Paul
Goble
Staunton, February 20 –Konstantin
Aranovsky, a judge on Russia’s Constitutional Court, says that the Soviet Union
was “an illegally established state” whose authorities bear responsibility for
numerus rimes and that the Russian Federation must not be considered the legal
successor of the ‘repressive-terrorist actins’ of the USSR.”
The judge’s view, reported by Kommersant
three days ago, has no legal force by itself; but it does challenge Vladimir
Putin’s insistence on the continuity of Russian statehood from tsarist times
through the USSR to the Russian Federation of today and highlights the internal
inconsistency of Russian legal opinion about this issue (kommersant.ru/doc/4258690).

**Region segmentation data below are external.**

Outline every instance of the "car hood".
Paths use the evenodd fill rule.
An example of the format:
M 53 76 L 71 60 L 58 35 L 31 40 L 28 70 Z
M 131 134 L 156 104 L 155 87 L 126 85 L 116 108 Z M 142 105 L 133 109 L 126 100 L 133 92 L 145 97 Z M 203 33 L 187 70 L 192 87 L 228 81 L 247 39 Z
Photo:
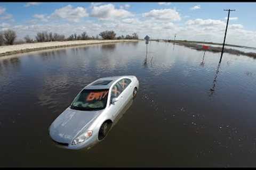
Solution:
M 55 141 L 70 143 L 78 133 L 103 110 L 77 110 L 68 107 L 52 123 L 50 135 Z

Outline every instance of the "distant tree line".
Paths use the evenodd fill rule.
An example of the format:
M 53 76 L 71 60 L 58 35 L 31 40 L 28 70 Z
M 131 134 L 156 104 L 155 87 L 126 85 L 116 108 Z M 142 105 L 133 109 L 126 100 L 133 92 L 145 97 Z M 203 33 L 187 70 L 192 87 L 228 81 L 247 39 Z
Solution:
M 10 29 L 0 32 L 0 46 L 13 45 L 17 37 L 16 32 Z
M 65 38 L 63 35 L 60 35 L 57 33 L 47 32 L 47 31 L 42 31 L 37 32 L 35 37 L 35 39 L 33 39 L 27 35 L 24 37 L 24 40 L 27 43 L 33 43 L 36 42 L 50 42 L 50 41 L 62 41 L 67 40 L 84 40 L 90 39 L 138 39 L 139 36 L 137 33 L 134 32 L 131 35 L 127 35 L 125 36 L 123 35 L 116 37 L 116 33 L 113 30 L 107 30 L 100 32 L 99 36 L 101 38 L 99 38 L 99 36 L 95 37 L 89 36 L 86 32 L 83 32 L 81 35 L 73 33 L 68 38 Z M 7 45 L 13 45 L 14 41 L 17 38 L 16 32 L 11 29 L 7 30 L 4 31 L 0 32 L 0 46 Z M 18 42 L 15 42 L 16 44 Z M 21 42 L 19 42 L 21 43 Z

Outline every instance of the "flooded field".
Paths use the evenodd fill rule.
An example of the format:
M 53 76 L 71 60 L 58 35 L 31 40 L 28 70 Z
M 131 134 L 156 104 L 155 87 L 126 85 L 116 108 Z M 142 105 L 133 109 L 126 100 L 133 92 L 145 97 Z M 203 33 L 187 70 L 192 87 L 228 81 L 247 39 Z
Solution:
M 256 60 L 172 43 L 120 42 L 0 57 L 1 167 L 255 167 Z M 134 75 L 137 98 L 89 150 L 48 128 L 84 86 Z

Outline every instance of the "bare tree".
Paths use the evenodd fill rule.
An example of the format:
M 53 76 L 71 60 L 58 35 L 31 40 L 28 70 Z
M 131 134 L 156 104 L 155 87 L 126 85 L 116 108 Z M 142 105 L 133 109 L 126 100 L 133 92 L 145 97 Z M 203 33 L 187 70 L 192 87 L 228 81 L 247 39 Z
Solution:
M 114 31 L 101 32 L 99 35 L 104 39 L 114 39 L 116 37 L 116 33 Z
M 37 42 L 45 41 L 45 37 L 44 32 L 37 32 L 36 36 L 36 39 Z
M 17 37 L 16 32 L 11 29 L 4 32 L 4 40 L 7 45 L 13 45 Z
M 82 37 L 82 40 L 86 40 L 89 39 L 89 36 L 87 35 L 87 33 L 86 32 L 84 32 L 81 34 L 81 37 Z
M 59 35 L 57 33 L 54 33 L 53 35 L 53 41 L 61 41 L 65 39 L 65 36 Z
M 132 39 L 132 36 L 131 36 L 129 35 L 127 35 L 125 36 L 125 39 Z
M 139 39 L 139 36 L 138 36 L 138 35 L 136 32 L 134 32 L 132 34 L 132 39 Z
M 24 37 L 24 39 L 27 43 L 31 43 L 33 41 L 33 40 L 29 37 L 29 35 L 26 36 L 26 37 Z

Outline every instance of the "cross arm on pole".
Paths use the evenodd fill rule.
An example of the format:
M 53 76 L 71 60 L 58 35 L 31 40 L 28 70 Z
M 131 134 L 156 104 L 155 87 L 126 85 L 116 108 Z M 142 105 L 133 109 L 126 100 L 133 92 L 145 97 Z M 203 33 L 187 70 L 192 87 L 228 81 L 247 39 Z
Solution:
M 223 10 L 224 11 L 235 11 L 236 10 Z

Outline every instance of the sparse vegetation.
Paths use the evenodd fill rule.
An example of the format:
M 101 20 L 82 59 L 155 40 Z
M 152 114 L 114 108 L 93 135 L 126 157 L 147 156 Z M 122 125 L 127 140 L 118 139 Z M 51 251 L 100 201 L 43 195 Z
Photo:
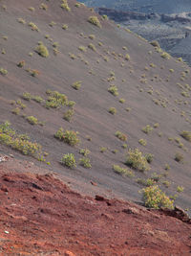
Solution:
M 46 93 L 49 95 L 49 98 L 45 104 L 45 106 L 47 108 L 58 108 L 62 105 L 67 105 L 68 103 L 68 98 L 65 94 L 51 90 L 47 90 Z
M 74 153 L 64 154 L 60 162 L 62 165 L 64 165 L 70 169 L 76 167 L 76 162 L 75 162 Z
M 158 185 L 142 189 L 143 201 L 146 207 L 159 209 L 161 207 L 173 209 L 174 200 L 170 199 Z
M 30 141 L 26 134 L 17 134 L 11 128 L 11 123 L 0 125 L 0 143 L 11 147 L 26 155 L 38 157 L 42 153 L 42 147 L 36 142 Z

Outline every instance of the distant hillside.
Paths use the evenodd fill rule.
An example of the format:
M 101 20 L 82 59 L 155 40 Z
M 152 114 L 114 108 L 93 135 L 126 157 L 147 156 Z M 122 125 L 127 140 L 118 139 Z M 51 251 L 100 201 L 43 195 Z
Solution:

Indeed, even Aranovsky wants to have
it both ways, arguing that Russia must not be viewed as the legal successor of
the USSR with regard to any crimes it committed and for which compensation may
be sought but that it should enjoy the benefits of continuity when it comes to
things like its seat as a permanent member of the UN Security Council.
Russia may compensate victims of the
Soviet system, the judge says, but it does so not as a continuation of the USSR
but as a new state that is acting mercifully rather than because f legal
liability. His words have sparked debate, with the sides selecting out of his
argument what they view as best and rejecting the rest (kasparov.ru/material.php?id=5E4CDD944CC3E).
But because his argument does not
have legal force and because he like many of his opponents wants to have it both
ways, with Russia a continuation of the USSR for some purposes but not for others,
it is far from clear whether Aranovsky has opened a real debate or simply
raised an issue that is unlikely to go anywhere.